Vox Sang. 2017 Feb;112(2):122-131. doi: 10.1111/vox.12475. Epub 2016 Dec 23.
There are no randomized trials comparing intravenous iron to RBC transfusion for the treatment of severe postpartum anaemia. The objectives of this study were to evaluate the feasibility of randomizing women with severe postpartum anaemia secondary to postpartum haemorrhage to RBC transfusion or intravenous iron, and to describe patient-reported outcomes, and haematological and iron parameters.
Women with a postpartum haemorrhage exceeding 1000 ml and an Hb between 5·6 and 8·1 g/dl were randomized to 1500 mg of intravenous iron (n = 7) isomaltoside or RBC transfusion (n = 6). Participants completed the Multidimensional Fatigue Inventory and Edinburgh Postnatal Depression Scale, and blood samples were drawn at inclusion, daily during the first week and at weeks 3, 8 and 12.
We screened 162 women and included 13 (8%). There was no significant difference between groups in fatigue or depression scores. RBC transfusion was associated with a higher Hb on day 1, inhibition of reticulocytosis during the first week and low iron levels. Intravenous iron was associated with increased reticulocytosis during the first week, repleted iron stores and a higher Hb in weeks 3-12.
This pilot study shows that intravenous iron could be an attractive alternative to RBC transfusion in severe postpartum anaemia, and that a larger trial is needed and feasible.
尚无比较静脉补铁与红细胞输血治疗严重产后贫血的随机试验。本研究的目的是评估将产后出血继发严重产后贫血的女性随机分为接受红细胞输血或静脉补铁的可行性,并描述患者报告的结局、血液学和铁参数。

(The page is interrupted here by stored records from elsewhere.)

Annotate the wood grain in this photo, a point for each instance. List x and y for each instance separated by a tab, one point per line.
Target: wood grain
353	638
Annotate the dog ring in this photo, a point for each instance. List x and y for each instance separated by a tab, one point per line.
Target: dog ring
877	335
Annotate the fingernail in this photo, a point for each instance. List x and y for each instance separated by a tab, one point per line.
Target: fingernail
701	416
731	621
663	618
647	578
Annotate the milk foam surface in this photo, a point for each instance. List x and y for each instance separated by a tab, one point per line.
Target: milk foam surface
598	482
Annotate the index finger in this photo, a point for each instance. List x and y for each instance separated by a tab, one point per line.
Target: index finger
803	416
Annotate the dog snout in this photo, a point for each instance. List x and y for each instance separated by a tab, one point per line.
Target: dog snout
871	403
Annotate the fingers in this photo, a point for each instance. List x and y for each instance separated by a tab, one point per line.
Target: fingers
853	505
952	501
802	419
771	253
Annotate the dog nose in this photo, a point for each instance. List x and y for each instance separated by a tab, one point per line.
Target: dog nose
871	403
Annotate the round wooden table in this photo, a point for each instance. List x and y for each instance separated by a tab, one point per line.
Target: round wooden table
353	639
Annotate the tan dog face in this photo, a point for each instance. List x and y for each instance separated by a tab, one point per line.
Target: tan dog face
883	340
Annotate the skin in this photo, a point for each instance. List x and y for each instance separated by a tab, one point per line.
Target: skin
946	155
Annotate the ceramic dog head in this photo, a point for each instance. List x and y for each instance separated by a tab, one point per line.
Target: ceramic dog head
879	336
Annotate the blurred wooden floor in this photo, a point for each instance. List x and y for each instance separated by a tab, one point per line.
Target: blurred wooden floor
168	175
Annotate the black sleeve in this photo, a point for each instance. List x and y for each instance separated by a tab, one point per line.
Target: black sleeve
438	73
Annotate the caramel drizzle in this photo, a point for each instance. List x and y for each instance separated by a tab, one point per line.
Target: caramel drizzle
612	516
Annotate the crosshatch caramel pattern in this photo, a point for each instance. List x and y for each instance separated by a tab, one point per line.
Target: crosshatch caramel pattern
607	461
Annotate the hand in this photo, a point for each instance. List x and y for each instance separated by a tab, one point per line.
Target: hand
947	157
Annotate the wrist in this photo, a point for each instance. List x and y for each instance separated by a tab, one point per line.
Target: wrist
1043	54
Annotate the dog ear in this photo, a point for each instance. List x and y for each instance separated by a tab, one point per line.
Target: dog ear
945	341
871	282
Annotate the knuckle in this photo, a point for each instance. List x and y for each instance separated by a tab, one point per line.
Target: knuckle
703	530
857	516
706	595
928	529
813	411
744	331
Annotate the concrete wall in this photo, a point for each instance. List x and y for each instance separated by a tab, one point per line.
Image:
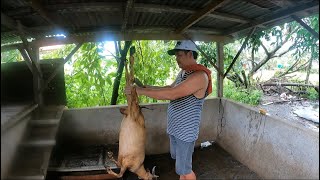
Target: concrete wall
10	140
101	126
273	148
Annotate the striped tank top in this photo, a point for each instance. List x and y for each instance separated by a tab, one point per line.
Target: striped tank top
184	114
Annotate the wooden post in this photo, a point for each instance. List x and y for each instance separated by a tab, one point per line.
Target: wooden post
37	81
220	59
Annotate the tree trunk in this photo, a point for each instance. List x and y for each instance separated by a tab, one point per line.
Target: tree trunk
308	71
116	83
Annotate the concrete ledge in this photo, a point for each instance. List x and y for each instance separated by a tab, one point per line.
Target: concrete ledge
272	147
101	125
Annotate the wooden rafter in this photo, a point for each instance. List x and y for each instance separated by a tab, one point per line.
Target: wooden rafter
140	7
12	24
201	14
112	36
276	16
312	31
26	58
55	72
36	4
239	52
30	52
8	22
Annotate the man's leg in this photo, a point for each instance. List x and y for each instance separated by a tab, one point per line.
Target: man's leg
190	176
184	151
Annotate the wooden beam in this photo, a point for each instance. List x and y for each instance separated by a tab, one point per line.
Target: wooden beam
8	22
140	7
17	118
55	72
312	31
12	24
206	56
36	5
26	58
50	18
239	52
275	17
127	13
30	52
201	14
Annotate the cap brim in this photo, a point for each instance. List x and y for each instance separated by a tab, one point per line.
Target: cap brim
172	52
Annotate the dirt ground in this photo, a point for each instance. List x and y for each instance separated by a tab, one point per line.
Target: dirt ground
287	110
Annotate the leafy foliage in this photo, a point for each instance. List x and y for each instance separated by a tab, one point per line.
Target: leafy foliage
312	94
247	96
11	56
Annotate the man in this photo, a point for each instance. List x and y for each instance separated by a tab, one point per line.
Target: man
186	96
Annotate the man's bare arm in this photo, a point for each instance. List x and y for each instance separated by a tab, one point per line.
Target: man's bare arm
191	85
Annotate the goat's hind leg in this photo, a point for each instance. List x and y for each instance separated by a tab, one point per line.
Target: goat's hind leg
110	156
122	170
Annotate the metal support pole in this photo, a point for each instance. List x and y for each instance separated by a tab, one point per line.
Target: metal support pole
220	64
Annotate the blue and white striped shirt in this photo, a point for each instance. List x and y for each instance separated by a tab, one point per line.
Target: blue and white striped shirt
184	114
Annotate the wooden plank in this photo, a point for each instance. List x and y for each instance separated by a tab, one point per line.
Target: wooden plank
17	118
40	143
39	177
26	58
55	72
44	122
116	36
201	14
268	18
239	52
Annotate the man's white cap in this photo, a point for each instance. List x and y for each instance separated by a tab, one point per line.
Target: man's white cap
183	45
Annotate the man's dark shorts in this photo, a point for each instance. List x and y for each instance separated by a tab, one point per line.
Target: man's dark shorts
182	152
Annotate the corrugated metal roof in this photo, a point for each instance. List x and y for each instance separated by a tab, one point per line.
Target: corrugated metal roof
146	19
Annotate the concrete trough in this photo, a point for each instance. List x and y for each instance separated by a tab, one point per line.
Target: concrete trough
273	148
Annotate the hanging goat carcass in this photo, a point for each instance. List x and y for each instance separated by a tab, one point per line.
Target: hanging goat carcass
132	137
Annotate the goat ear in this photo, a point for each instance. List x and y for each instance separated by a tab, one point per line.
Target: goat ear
124	111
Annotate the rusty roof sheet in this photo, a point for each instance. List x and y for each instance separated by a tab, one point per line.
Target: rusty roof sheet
98	20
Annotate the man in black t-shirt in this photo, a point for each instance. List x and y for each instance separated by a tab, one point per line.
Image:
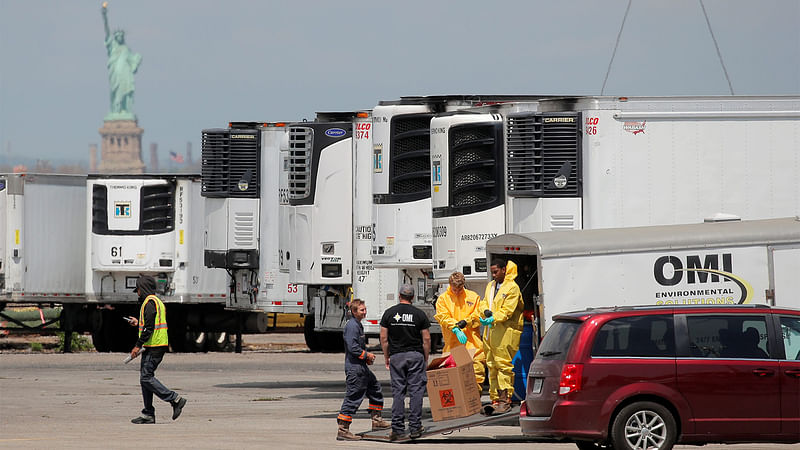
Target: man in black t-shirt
406	343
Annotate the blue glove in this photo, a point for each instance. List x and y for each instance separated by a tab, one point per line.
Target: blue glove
460	335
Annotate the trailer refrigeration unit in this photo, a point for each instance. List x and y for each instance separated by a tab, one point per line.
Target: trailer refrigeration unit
245	182
716	263
153	225
42	238
603	162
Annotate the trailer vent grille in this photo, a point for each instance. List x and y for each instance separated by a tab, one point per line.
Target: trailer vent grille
301	140
99	209
158	208
230	165
410	169
543	155
244	229
475	179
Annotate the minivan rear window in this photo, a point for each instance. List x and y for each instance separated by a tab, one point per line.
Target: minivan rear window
557	340
641	336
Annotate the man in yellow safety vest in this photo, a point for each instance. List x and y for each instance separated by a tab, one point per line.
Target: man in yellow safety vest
152	323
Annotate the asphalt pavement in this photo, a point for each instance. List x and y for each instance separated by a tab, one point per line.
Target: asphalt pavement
274	395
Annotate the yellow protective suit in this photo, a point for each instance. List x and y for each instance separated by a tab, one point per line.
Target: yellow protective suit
501	341
450	309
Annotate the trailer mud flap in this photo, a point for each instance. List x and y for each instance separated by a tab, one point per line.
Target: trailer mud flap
445	426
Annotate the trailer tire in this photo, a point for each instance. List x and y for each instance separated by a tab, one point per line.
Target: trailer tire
195	341
220	342
99	341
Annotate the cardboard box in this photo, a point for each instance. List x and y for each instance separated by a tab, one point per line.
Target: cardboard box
453	391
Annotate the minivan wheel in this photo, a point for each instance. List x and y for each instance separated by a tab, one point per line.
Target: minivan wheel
644	426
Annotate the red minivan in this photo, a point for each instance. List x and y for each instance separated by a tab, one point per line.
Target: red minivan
650	377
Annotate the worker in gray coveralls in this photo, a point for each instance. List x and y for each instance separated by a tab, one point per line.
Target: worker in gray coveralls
406	343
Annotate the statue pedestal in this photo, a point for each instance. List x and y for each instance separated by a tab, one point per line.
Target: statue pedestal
121	150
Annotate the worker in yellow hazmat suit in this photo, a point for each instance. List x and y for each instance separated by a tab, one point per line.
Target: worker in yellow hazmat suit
459	306
501	339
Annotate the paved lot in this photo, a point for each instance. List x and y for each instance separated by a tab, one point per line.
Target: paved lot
275	395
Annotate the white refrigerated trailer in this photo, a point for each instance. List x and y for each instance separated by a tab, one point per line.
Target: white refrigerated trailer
603	162
42	238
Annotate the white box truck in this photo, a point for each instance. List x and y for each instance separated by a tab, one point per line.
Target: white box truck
730	262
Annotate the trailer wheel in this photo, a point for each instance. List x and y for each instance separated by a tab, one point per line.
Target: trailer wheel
312	337
195	341
99	341
220	342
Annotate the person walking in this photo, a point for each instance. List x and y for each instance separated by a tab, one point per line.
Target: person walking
501	340
406	344
458	313
360	380
152	323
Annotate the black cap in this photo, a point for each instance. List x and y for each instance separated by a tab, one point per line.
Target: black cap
145	285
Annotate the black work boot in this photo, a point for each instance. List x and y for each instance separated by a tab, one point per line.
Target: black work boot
344	433
177	407
144	419
504	402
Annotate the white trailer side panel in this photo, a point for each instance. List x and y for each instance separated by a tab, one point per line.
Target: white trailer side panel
642	168
54	238
196	279
44	236
655	278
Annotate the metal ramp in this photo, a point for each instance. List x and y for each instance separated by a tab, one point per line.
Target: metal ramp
433	428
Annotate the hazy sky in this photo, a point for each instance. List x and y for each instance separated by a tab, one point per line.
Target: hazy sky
209	62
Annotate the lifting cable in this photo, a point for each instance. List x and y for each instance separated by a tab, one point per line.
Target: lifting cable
713	38
616	44
719	54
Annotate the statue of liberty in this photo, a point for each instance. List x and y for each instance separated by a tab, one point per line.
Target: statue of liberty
122	64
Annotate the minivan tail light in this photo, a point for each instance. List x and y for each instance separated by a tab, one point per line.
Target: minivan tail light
570	380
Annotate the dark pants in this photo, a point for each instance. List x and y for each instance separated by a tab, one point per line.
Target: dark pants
407	371
151	358
360	382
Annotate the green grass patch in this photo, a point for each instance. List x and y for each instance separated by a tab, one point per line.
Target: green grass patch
80	343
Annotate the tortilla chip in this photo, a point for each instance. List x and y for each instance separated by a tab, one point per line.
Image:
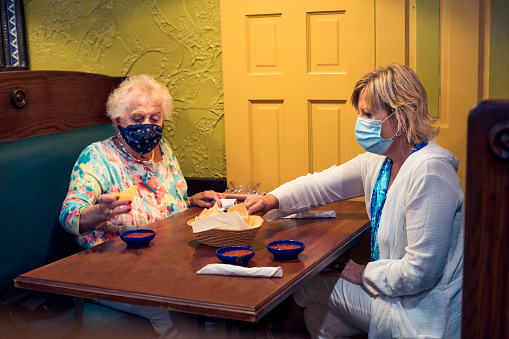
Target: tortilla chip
128	193
240	208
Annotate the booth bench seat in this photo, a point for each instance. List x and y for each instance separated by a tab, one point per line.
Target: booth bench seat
48	118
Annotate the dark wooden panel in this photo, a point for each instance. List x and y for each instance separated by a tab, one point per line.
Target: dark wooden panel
53	101
486	265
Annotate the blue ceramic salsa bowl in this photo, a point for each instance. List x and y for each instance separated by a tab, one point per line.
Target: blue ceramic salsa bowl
228	255
285	249
137	238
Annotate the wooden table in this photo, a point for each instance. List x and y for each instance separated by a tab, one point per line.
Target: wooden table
164	275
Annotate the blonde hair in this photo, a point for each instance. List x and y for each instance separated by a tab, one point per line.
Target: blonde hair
134	87
397	89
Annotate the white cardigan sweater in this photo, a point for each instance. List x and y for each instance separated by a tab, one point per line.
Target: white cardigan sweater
416	285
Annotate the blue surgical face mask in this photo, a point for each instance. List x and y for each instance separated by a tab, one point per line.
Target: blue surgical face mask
142	138
368	135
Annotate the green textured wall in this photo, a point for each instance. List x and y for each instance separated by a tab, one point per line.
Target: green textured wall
499	50
177	41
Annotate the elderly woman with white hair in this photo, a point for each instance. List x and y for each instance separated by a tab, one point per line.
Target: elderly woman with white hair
135	156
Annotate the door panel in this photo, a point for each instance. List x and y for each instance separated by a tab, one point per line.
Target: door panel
289	69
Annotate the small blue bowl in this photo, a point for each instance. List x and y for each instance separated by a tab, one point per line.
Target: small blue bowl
138	238
285	254
240	260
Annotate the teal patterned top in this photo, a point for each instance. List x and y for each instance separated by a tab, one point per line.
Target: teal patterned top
378	200
103	168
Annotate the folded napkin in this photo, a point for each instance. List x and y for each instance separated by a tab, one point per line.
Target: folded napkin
224	220
225	269
312	214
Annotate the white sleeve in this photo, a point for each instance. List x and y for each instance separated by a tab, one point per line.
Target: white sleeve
432	203
319	189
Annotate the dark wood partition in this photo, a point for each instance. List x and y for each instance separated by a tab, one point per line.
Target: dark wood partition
40	102
486	266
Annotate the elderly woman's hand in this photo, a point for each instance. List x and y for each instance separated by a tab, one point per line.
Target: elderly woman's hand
261	204
348	270
107	209
206	199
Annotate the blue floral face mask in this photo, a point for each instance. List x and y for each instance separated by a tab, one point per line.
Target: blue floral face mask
142	138
367	133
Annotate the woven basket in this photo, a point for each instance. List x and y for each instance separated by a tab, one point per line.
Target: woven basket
221	238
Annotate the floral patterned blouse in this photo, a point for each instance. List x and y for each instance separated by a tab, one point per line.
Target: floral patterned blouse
103	168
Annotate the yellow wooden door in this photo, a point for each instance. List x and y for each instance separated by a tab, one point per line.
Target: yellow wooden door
289	70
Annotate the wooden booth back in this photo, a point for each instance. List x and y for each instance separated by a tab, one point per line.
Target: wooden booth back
48	118
486	261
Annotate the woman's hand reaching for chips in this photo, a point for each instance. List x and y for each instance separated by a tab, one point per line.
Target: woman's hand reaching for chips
206	199
109	206
261	204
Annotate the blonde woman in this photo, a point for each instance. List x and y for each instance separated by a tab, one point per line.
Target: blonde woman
412	286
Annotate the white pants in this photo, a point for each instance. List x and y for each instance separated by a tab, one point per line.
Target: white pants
167	324
334	307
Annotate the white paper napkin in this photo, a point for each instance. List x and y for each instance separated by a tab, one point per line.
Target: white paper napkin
257	272
312	214
225	220
227	203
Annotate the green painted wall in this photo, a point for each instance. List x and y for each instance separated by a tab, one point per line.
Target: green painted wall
177	41
499	50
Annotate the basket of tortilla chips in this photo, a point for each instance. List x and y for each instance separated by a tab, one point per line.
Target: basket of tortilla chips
232	228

产后出血超过1000 ml且血红蛋白在5.6至8.1 g/dl之间的女性被随机分为接受1500 mg静脉异麦芽糖酐铁(n = 7)或红细胞输血(n = 6)。参与者完成多维疲劳量表和爱丁堡产后抑郁量表,并在入组时、第一周每天以及第3、8和12周采集血样。
我们筛查了162名女性,纳入了13名(8%)。两组在疲劳或抑郁评分上无显著差异。红细胞输血与第1天较高的血红蛋白、第一周网织红细胞生成受抑制以及低铁水平相关。静脉补铁与第一周网织红细胞生成增加、铁储备补充以及第3至12周较高的血红蛋白相关。
这项初步研究表明,在严重产后贫血中,静脉补铁可能是红细胞输血的一个有吸引力的替代方案,并且需要且可行进行更大规模的试验。